An inverse scattering approach for geometric body generation: a machine learning perspective

TL;DR

This paper introduces a novel inverse scattering-based machine learning method for generating 2D and 3D geometric shapes, especially human bodies, by mapping characteristic parameters to shapes via far-field patterns.

Contribution

It pioneers the integration of inverse scattering techniques with machine learning for geometric body generation, enabling stable and efficient shape synthesis from characteristic values.

Findings

Method effectively generates 3D human body shapes with prescribed features.

The approach demonstrates stability and efficiency in shape reconstruction.

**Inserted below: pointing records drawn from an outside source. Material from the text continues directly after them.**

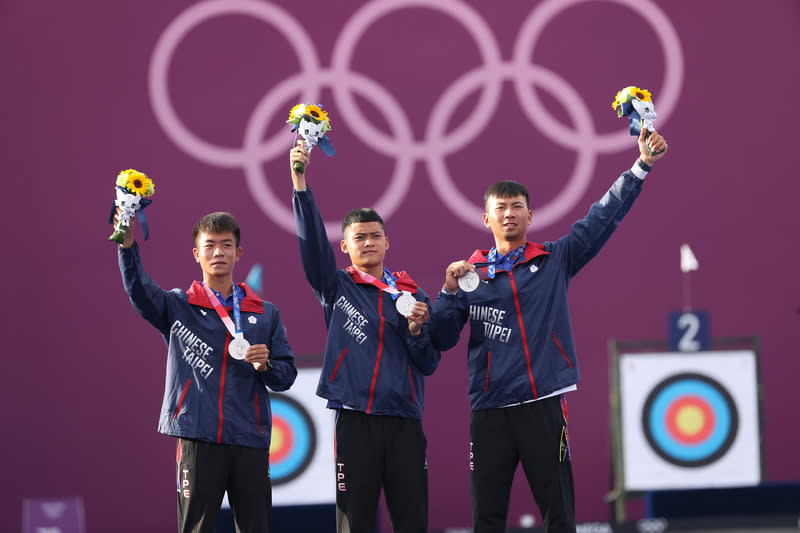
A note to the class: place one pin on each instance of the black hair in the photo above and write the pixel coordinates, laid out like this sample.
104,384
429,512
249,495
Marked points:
219,222
506,189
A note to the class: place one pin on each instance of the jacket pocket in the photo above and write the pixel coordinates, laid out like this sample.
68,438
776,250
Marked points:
488,368
258,415
338,362
411,380
561,349
183,396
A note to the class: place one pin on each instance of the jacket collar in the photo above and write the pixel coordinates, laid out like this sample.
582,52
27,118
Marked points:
533,249
251,303
403,280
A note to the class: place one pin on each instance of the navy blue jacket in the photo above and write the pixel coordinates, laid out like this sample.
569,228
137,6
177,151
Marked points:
521,345
372,363
209,395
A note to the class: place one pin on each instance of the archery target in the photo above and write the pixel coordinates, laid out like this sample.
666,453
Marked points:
301,451
294,439
301,459
689,420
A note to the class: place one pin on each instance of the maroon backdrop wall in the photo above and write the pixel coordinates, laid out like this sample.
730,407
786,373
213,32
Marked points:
429,105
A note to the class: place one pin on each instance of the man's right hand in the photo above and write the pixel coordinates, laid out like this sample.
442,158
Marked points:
299,153
128,241
455,271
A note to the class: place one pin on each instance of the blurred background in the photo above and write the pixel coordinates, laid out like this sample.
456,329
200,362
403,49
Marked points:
430,102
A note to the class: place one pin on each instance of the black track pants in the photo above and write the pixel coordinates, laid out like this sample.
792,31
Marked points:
205,471
374,451
535,434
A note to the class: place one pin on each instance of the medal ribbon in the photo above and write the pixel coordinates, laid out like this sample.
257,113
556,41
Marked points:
234,329
504,263
390,286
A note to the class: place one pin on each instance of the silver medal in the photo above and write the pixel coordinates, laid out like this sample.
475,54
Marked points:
469,281
238,348
405,304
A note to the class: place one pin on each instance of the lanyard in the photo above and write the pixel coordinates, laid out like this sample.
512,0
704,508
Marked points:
234,329
390,286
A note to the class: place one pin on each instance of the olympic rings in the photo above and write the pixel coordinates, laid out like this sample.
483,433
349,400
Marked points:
401,145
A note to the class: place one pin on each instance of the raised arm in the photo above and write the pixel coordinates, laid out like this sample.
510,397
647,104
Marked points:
588,235
316,253
146,296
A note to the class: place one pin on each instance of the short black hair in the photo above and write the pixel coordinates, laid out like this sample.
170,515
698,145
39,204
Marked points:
219,222
363,214
506,189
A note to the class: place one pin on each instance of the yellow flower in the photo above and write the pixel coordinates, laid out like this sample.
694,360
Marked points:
316,112
629,93
641,94
122,178
296,113
137,183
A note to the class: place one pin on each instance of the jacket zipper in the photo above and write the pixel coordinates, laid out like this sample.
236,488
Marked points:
183,395
563,354
338,362
524,336
222,387
378,357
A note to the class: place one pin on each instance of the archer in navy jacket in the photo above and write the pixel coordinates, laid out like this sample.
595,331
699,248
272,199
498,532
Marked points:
372,362
208,395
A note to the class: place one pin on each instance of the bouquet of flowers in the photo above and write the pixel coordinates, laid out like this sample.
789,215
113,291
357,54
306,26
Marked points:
312,122
133,192
638,106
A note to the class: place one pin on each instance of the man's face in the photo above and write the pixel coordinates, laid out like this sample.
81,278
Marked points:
508,218
216,253
366,243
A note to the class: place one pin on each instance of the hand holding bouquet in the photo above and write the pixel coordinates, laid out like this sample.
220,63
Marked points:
133,191
312,122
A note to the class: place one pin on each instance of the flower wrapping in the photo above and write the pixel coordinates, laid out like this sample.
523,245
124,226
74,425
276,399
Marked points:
637,104
312,123
133,190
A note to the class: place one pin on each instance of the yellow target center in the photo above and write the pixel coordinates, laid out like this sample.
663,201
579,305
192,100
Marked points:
690,420
276,443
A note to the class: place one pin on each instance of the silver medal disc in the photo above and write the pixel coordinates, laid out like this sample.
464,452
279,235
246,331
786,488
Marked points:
469,281
405,304
238,348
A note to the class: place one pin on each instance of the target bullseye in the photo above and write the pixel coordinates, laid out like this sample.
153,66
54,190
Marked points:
294,439
690,420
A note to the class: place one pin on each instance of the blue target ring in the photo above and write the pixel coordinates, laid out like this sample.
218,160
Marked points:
294,439
717,424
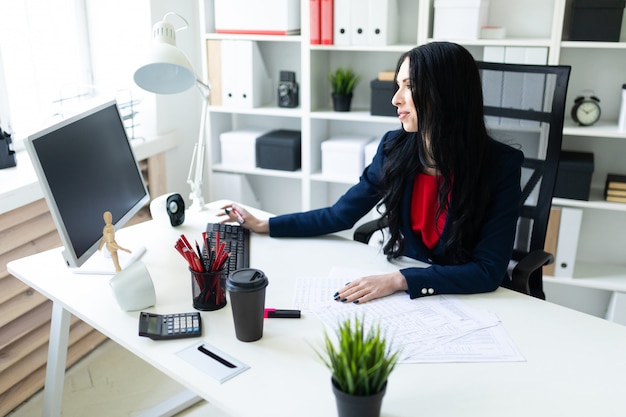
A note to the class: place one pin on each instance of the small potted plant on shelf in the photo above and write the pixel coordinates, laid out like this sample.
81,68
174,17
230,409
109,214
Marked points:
360,363
342,83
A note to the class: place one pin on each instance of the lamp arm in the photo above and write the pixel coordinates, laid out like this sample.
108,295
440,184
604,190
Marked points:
196,167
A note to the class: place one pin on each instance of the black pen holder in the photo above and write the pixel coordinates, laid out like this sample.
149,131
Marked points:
7,155
208,290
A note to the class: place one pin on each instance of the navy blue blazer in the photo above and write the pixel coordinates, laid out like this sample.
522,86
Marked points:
490,256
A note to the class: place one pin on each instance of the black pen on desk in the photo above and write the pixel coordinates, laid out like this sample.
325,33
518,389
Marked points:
215,356
273,313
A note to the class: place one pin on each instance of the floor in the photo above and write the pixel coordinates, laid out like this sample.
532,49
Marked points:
113,382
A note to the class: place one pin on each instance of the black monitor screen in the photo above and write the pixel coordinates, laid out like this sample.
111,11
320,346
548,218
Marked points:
86,167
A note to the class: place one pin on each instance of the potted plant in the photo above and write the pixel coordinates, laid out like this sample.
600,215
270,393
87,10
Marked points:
342,83
360,364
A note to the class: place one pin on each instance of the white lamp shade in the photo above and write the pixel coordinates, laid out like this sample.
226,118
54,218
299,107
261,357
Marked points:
168,71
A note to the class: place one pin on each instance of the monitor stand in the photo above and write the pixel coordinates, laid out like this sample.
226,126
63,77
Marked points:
101,264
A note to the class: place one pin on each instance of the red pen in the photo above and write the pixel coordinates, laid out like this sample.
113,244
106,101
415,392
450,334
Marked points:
273,313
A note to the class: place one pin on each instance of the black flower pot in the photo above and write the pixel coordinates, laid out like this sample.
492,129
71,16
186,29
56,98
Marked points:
342,102
358,405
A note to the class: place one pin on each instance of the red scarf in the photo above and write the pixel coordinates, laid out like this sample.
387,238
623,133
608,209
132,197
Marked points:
424,206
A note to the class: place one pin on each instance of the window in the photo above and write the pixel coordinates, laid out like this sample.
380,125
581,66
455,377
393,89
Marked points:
44,46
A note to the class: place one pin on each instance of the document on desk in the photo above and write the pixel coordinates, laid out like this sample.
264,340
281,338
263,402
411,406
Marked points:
438,328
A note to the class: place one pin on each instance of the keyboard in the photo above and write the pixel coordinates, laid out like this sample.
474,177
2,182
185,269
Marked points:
237,240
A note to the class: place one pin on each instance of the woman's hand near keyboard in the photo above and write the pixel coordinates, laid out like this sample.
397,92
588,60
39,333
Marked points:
235,213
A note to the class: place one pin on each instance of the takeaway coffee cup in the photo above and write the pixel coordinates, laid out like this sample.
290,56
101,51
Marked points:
246,289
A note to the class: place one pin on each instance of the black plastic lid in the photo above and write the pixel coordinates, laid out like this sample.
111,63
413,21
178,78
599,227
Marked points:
246,280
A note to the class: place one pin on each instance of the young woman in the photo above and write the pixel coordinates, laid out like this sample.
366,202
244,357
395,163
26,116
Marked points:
449,192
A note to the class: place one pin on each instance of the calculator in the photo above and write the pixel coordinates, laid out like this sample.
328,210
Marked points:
170,326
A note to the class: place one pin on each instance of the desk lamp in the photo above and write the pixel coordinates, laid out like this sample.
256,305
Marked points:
168,71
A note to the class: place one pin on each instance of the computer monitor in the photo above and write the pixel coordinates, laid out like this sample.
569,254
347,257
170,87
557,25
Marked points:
86,166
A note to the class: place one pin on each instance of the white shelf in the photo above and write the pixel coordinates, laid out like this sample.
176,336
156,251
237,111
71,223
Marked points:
272,111
258,171
536,23
354,116
596,201
609,277
602,129
257,38
530,42
593,45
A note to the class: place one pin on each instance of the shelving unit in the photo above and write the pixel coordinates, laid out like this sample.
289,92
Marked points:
533,23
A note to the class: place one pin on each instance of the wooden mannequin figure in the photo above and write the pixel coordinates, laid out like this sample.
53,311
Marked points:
108,238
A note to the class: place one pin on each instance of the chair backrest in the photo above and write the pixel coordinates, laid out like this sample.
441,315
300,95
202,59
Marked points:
524,107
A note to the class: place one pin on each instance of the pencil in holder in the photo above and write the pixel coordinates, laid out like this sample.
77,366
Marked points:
208,290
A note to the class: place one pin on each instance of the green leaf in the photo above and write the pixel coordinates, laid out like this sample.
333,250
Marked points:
361,361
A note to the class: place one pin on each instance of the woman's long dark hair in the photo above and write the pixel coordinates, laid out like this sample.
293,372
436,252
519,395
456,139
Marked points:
447,93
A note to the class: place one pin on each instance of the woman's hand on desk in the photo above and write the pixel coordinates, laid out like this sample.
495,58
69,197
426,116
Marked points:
371,287
234,212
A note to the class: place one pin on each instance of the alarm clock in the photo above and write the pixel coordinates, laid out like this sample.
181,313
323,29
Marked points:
586,110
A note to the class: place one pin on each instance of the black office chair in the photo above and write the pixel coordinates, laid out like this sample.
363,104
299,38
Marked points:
524,107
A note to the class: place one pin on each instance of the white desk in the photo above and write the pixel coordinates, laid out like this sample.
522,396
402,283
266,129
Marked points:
576,364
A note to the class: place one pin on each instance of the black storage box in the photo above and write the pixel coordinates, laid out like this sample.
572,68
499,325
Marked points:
573,179
382,92
279,149
596,20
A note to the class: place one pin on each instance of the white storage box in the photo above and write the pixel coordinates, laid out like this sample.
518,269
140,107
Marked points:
268,17
459,19
239,147
342,156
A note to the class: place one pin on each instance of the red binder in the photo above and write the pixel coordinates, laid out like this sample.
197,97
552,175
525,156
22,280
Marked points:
315,22
326,17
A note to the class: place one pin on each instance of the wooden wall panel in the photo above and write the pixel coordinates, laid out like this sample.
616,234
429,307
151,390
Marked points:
25,314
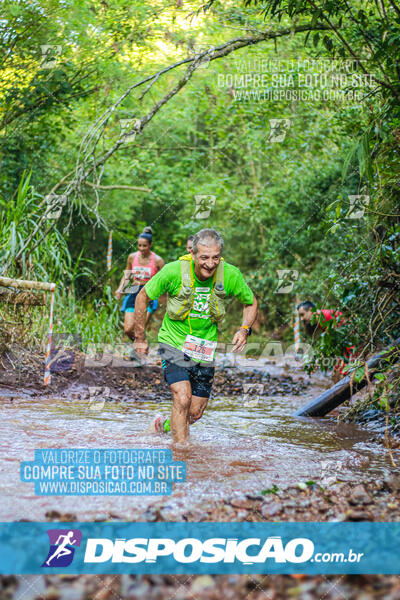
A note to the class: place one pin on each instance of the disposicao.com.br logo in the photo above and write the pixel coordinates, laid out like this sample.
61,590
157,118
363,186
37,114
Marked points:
212,550
62,547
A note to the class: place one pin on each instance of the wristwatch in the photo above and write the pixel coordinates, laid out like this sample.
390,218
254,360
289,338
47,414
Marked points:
247,328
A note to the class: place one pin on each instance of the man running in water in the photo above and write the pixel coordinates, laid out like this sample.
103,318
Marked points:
141,266
197,285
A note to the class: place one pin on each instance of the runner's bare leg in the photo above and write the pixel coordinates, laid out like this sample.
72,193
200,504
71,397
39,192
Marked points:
182,396
129,320
197,406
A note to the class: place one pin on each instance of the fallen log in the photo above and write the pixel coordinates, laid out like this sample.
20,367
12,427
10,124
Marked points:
343,390
24,284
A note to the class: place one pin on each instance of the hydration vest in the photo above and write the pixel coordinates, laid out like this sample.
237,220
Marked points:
179,306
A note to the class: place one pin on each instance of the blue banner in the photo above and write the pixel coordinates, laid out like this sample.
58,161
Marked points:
285,548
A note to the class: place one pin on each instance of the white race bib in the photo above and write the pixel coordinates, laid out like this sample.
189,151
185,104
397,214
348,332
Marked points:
141,273
199,349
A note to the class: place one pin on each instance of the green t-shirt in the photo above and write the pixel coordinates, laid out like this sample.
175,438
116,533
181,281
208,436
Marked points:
198,323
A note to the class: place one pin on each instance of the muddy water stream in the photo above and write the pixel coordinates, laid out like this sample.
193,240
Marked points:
244,446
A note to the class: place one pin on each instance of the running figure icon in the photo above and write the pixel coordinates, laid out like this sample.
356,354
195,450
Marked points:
62,549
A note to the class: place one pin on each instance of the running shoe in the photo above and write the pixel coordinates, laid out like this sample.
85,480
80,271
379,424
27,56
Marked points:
161,424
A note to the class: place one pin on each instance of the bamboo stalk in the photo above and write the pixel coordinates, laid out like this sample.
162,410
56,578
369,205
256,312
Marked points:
24,284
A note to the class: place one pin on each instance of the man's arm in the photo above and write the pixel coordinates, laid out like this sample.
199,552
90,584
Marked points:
249,316
125,277
159,262
141,345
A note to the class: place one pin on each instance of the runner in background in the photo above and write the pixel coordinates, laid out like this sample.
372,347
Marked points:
197,285
308,312
141,266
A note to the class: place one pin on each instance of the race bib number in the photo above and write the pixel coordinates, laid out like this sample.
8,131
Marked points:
199,349
142,273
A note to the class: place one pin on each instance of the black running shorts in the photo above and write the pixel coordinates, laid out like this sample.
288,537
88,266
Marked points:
200,377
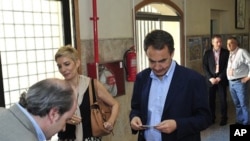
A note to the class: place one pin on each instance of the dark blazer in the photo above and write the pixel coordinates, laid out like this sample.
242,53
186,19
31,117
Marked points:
186,102
209,65
15,126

Theoretical and numerical validation confirms the method's robustness.

Abstract

In this paper, we are concerned with the 2D and 3D geometric shape generation by prescribing a set of characteristic values of a specific geometric body. One of the major motivations of our study is the 3D human body generation in various applications. We develop a novel method that can generate the desired body with customized characteristic values. The proposed method follows a machine-learning flavour that generates the inferred geometric body with the input characteristic parameters from a training dataset. One of the critical ingredients and novelties of our method is the borrowing of inverse scattering techniques in the theory of wave propagation to the body generation. This is done by establishing a delicate one-to-one correspondence between a geometric body and the far-field pattern of a source scattering problem governed by the Helmholtz system. It in turn enables us to establish a one-to-one correspondence between the geometric body space and the function space defined by the far-field patterns. Hence, the far-field patterns can act as the shape generators. The shape generation with prescribed characteristic parameters is achieved by first manipulating the shape generators and then reconstructing the corresponding geometric body from the obtained shape generator by a stable multiple-frequency Fourier method. Our method is easy to implement and produces more efficient and stable body generations. We provide both theoretical analysis and extensive numerical experiments for the proposed method. The study is the first attempt to introduce inverse scattering approaches in combination with machine learning to the geometric body generation and it opens up many opportunities for further developments.